The April 2027 pension inheritance tax change

From 6 April 2027, most unused defined contribution pension pots will be included in the value of the estate for inheritance tax purposes. This is set out in the Finance Act 2026, which received Royal Assent on 18 March 2026, and applies to deaths on or after that date.

The change covers unused pension funds that have not been drawn down or annuitised – the pots that have been building up, sometimes for decades, in dormant or deferred accounts. Death in service lump sums from registered pension schemes are excluded from the change and remain outside the estate for inheritance tax purposes.

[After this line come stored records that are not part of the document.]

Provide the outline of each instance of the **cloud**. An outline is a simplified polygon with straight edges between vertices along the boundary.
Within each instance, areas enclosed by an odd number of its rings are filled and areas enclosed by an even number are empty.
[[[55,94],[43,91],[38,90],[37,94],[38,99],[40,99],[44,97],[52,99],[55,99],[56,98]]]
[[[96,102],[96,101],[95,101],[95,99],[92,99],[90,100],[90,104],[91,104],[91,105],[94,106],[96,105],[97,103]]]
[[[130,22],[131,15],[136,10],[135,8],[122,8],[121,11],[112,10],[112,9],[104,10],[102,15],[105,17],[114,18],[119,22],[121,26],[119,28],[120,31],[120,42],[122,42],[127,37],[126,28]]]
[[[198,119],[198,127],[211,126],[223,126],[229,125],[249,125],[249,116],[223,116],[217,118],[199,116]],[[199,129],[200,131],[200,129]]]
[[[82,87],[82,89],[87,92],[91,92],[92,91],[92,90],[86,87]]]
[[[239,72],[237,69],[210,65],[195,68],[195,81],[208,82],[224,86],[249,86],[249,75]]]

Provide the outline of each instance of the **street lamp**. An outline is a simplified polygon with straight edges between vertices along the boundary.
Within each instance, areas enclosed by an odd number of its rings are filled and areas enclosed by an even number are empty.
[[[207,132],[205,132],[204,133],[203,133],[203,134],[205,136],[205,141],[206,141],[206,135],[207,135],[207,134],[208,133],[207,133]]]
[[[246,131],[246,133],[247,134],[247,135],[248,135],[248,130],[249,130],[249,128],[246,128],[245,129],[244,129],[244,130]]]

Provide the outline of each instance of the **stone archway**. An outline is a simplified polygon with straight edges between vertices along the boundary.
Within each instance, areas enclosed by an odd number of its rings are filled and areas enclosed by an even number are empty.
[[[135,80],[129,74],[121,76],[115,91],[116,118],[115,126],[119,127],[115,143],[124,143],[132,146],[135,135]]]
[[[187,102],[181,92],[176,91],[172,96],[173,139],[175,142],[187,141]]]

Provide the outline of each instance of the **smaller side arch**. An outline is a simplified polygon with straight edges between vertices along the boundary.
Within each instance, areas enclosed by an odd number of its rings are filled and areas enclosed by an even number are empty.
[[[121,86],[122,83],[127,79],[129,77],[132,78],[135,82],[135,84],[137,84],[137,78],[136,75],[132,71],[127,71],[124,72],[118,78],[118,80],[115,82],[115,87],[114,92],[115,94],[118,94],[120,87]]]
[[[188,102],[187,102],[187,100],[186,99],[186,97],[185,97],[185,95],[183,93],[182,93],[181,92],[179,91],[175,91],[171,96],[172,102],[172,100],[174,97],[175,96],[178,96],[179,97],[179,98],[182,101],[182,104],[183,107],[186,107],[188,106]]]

Why this makes pension tracing more important. Under the rules that applied before 6 April 2027, a forgotten pension pot held outside the estate carried no immediate inheritance tax consequence – the trustees would pay it to a beneficiary, and that payment was outside the estate entirely. From April 2027, the same pot may form part of the estate’s value and affect whether an inheritance tax liability arises. Even a modest forgotten pension – £20,000 or £30,000 that the family did not know existed – could push a borderline estate over the nil-rate band.

This means thorough pension tracing is now part of proper estate administration, not just an optional extra for larger estates. Every pension found needs to be reported to the personal representative and assessed for its value and tax position.

For a full explanation of how pension death benefits interact with inheritance tax – including the two-year rule, the lump sum and death benefit allowance, and the April 2027 changes in detail – see our what happens to pensions when someone dies guide. If the estate’s overall value may trigger an inheritance tax liability, see our inheritance tax section.

(Source: gov.uk – Inheritance Tax: unused pension funds and death benefits. Last verified: 14 May 2026.)


Summary

The Pension Tracing Service is free, fast, and worth using for any estate where the deceased had more than one employer during their working life. Go to gov.uk/find-pension-contact-details or call 0800 731 0175 (Monday to Friday, 10am to 3pm).

You will need the employer’s name or pension scheme name. What you get back is contact details for the scheme administrator – not confirmation that a pension exists, not a balance figure. The next step is contacting each administrator directly, providing the death certificate and the deceased’s details, and following their individual claim process.

Use multiple tracing approaches in parallel: payslips and P60s, bank statements, old pension statements, direct contact with past employers, and the Pension Tracing Service. For the broader picture on what happens to all types of pension after a death, see our pensions overview. For the State Pension specifically – which is handled entirely separately through DWP, not through the Pension Tracing Service – see our State Pension guide.

Phone number and process last verified: 14 May 2026, from gov.uk/find-pension-contact-details. IHT change sourced from gov.uk – Inheritance Tax: unused pension funds and death benefits.